Diese klare Antwort fehlt aber auch in Bezug auf Gott: wie ist es denn nun mit der Religion? Gibt es wirklich einen Gott? Wie zeigt er sich, wie lässt er sich erfahren, woran kann ich erkennen, dass er bei mir ist? Glauben heißt: nicht wissen – so sagen wir im Volksmund. Und damit sind die Gläubigen gleichzeitig die Dummen, die Nichtwissenden.

Ja, wir erkennen nur stückweise. Jede Erkenntnis über das Wesen Gottes, jede kleine Erfahrung kann schon morgen wieder in Frage gestellt sein. Unser Glaube ist fragil – Stückwerk eben. Aber trotzdem können wir erleben, dass sich Stück für Stück das Puzzle des Lebens und des Glaubens zusammensetzt.

Was heute keinen Sinn zu haben scheint, kann sich schon morgen für uns als gut erweisen.

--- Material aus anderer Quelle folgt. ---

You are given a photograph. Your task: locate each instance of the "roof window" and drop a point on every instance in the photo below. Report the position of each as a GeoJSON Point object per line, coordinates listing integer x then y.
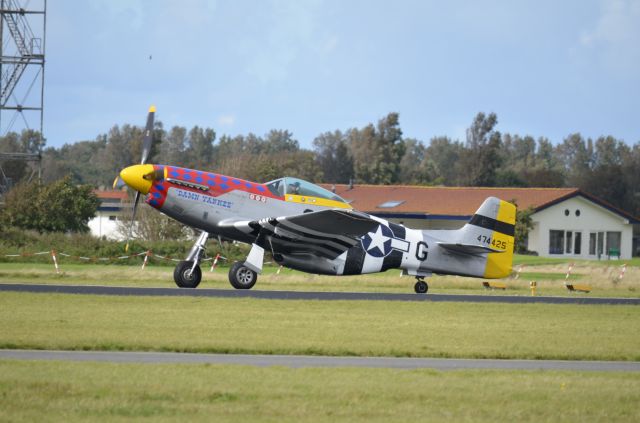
{"type": "Point", "coordinates": [390, 204]}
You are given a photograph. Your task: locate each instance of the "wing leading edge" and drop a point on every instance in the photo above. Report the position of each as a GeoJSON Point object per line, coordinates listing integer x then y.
{"type": "Point", "coordinates": [326, 233]}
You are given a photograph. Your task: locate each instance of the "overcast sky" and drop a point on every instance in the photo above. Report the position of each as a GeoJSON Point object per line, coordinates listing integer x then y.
{"type": "Point", "coordinates": [546, 67]}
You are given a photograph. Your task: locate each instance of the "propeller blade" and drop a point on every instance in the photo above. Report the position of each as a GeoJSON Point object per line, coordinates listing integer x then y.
{"type": "Point", "coordinates": [118, 183]}
{"type": "Point", "coordinates": [133, 220]}
{"type": "Point", "coordinates": [148, 135]}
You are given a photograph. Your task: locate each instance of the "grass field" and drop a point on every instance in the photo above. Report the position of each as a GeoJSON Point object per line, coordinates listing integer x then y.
{"type": "Point", "coordinates": [63, 391]}
{"type": "Point", "coordinates": [55, 391]}
{"type": "Point", "coordinates": [601, 276]}
{"type": "Point", "coordinates": [362, 328]}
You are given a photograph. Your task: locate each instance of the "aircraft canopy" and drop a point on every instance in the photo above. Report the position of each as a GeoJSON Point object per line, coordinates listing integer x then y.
{"type": "Point", "coordinates": [295, 186]}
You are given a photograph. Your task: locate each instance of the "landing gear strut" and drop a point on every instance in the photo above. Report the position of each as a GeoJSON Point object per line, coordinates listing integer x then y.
{"type": "Point", "coordinates": [187, 273]}
{"type": "Point", "coordinates": [421, 286]}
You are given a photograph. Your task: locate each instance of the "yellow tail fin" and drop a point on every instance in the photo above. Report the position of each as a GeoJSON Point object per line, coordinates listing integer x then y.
{"type": "Point", "coordinates": [499, 264]}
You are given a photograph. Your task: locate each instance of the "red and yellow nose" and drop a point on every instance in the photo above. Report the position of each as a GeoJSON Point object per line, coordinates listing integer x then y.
{"type": "Point", "coordinates": [134, 176]}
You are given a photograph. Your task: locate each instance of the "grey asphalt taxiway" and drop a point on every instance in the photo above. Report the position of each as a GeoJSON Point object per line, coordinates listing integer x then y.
{"type": "Point", "coordinates": [300, 361]}
{"type": "Point", "coordinates": [305, 295]}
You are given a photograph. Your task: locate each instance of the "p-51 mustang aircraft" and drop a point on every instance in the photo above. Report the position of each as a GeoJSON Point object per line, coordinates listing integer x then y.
{"type": "Point", "coordinates": [308, 228]}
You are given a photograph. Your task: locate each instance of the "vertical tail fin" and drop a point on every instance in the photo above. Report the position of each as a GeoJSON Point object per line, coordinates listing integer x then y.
{"type": "Point", "coordinates": [493, 226]}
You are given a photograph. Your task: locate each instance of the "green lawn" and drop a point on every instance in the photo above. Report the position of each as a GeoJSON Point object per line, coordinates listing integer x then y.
{"type": "Point", "coordinates": [362, 328]}
{"type": "Point", "coordinates": [70, 392]}
{"type": "Point", "coordinates": [550, 279]}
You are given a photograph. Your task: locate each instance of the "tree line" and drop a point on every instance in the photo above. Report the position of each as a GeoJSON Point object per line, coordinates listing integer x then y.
{"type": "Point", "coordinates": [377, 153]}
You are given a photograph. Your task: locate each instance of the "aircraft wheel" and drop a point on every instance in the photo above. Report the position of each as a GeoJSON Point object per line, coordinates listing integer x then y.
{"type": "Point", "coordinates": [421, 287]}
{"type": "Point", "coordinates": [183, 276]}
{"type": "Point", "coordinates": [241, 277]}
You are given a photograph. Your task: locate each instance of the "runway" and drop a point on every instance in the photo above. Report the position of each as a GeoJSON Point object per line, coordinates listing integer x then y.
{"type": "Point", "coordinates": [300, 361]}
{"type": "Point", "coordinates": [304, 295]}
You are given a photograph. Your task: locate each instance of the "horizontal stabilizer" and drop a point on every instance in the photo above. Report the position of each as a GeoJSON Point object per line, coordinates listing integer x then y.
{"type": "Point", "coordinates": [469, 248]}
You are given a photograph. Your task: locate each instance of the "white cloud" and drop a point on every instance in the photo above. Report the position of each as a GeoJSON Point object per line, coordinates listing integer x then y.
{"type": "Point", "coordinates": [616, 36]}
{"type": "Point", "coordinates": [226, 120]}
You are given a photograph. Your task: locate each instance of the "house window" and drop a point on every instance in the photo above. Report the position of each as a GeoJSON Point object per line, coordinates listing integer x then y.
{"type": "Point", "coordinates": [565, 242]}
{"type": "Point", "coordinates": [577, 246]}
{"type": "Point", "coordinates": [556, 242]}
{"type": "Point", "coordinates": [569, 242]}
{"type": "Point", "coordinates": [613, 243]}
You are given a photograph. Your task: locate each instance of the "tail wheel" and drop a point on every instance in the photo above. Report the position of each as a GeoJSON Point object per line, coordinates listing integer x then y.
{"type": "Point", "coordinates": [241, 277]}
{"type": "Point", "coordinates": [421, 287]}
{"type": "Point", "coordinates": [184, 277]}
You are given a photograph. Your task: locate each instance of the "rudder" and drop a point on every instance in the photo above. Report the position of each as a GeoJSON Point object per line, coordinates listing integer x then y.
{"type": "Point", "coordinates": [493, 226]}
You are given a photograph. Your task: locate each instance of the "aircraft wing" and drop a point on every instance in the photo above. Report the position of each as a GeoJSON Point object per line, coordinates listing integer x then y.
{"type": "Point", "coordinates": [326, 233]}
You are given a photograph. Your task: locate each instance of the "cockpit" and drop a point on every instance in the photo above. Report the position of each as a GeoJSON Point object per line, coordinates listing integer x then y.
{"type": "Point", "coordinates": [295, 186]}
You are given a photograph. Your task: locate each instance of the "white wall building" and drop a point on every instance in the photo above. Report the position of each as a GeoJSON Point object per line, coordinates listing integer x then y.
{"type": "Point", "coordinates": [104, 224]}
{"type": "Point", "coordinates": [567, 222]}
{"type": "Point", "coordinates": [581, 227]}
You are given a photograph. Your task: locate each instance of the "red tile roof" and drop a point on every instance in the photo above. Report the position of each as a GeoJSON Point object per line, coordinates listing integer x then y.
{"type": "Point", "coordinates": [449, 201]}
{"type": "Point", "coordinates": [111, 194]}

Ich weiß sowohl von mir selbst als auch aus Gesprächen mit anderen Menschen, dass sich so mancher Schicksalsschlag, so manche Krankheit, so manches Ausgebremstwerden, im Rückblick in etwas Positives verwandeln kann. Mir hat z.B. ein Schlaganfall vor ein paar Jahren die Augen dafür geöffnet, dass Arbeiten nicht alles im Leben sein kann. Mein Körper hat mir entschieden einen Stopp signalisiert – im Rückblick kann ich sagen: jetzt bin ich viel gelassener als vorher. Wie gesagt, im Rückblick. Während der akuten Phase, beim Zurückfinden ins „normale“ Leben habe ich gehadert mit meinem Schicksal und mich in Frage gestellt. Hätte ich bloß… was auch immer. Im Rückblick hat aber auch dieser Schicksalsschlag seinen richtigen Platz im großen Puzzle meines Lebens gefunden.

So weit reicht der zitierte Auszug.